I get that SECRET_KEY is often used in cryptographic contexts where things will 
eventually be converted to bytes and hashed. However, a careful audit of its 
use in the current version Django shows that a text key (unicode / str) will 
work everywhere while a bytes key will crash in some places. (This is a bug and 
it should be fixed.)

The reasons brought in support of the change look weak to me:

- “I think it's fair to assume devs using the SECRET_KEY know it must be used 
as bytes.” — well that doesn't include me or any Django dev I ever talked to 
about this topic

Are you not one of the developer of the Django debug toolbar?
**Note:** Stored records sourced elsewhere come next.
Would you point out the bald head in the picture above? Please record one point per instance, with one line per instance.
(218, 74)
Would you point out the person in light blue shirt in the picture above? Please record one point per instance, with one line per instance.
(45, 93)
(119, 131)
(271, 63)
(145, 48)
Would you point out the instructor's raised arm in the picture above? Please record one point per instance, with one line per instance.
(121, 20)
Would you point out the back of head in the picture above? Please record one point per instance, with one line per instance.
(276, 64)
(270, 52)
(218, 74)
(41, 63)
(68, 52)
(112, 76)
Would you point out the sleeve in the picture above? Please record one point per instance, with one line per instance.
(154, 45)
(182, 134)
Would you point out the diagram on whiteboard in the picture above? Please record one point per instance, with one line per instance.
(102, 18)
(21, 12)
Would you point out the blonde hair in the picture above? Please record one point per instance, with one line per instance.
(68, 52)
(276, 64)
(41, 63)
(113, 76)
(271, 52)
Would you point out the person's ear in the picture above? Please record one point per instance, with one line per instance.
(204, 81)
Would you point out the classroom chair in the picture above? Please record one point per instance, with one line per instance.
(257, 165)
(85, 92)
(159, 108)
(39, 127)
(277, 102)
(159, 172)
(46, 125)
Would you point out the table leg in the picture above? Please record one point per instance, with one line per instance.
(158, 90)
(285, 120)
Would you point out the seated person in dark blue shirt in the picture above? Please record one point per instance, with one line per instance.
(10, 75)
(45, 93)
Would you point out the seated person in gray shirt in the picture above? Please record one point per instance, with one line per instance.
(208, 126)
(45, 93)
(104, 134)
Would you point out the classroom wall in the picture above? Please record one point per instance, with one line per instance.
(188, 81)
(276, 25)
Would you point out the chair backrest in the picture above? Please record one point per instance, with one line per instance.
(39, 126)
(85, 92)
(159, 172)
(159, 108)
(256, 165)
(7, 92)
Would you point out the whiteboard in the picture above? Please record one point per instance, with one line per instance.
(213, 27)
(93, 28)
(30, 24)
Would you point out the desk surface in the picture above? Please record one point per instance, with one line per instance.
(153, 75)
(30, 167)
Whether or not you are, I presume the devs of the toolbar know that the SECRET_KEY must be used as bytes, seeing that they have code in the toolbar to ensure it is converted to bytes so it can be accepted by hashlib.

- “The output from a subprocess.check_output() call is in bytes” — this ignores 
the universal_newlines argument; really you have a choice, depending on your 
use case
- “Django accepts the SECRET_KEY as bytes” — more accurately, that works in 
most places, but not everywhere

Some comments also suggest a incomplete understanding of entropy. <secret> and 
base64.b64encode(<secret>) have the same entropy — and the latter can be used as is, 
it doesn’t need decoding. Talking of “bytes that aren’t fully random” doesn’t make sense in 
this context. If Django needs N bytes of entropy, then it should hash the SECRET_KEY (and 
perhaps a salt) with a hash function whose output has length N. In short, what matters is 
the total entropy of the secret key, as explained by Malcolm.

What is likely to be the way that <secret> is generated? Seeing that base64 is being mentioned here, that <secret> is likely to be generated with os.urandom() or some other method that generates random bytes which may or may not resemble a valid unicode string, otherwise why bother base64 encoding the key in the first place. Also, base64.b64encode() in fact returns bytes. You will need to decode it if you need to use it as a string for some reason.


So — is the theoretical purity of optimizing the encoding of SECRET_KEY and the 
economy of 20 bytes worth throwing all these new problems at developers? I 
don’t think so.

Best regards,

What are these problems? The problem of trying to use encode() on a bytes object? There's already the force_bytes() method from Django which can handle that. Is it that some users, like myself, don't use environment variables to store the secret key?

All Python crypto libraries uses bytes as input and output as far as I know. Knowing this, I set the SECRET_KEY as bytes. I normally generate them using `dd if=/dev/urandom ...` and store it somewhere to be later retrieved via another Python method, as bytes. For me, management of these keys, as bytes, is not hard at all. I don't bother with using base64 or some other method to ensure I have only certain characters in the SECRET_KEY, because I know it's unnecessary. I would like to continue using bytes for my cryptographic keys and hope that Django will still allow this.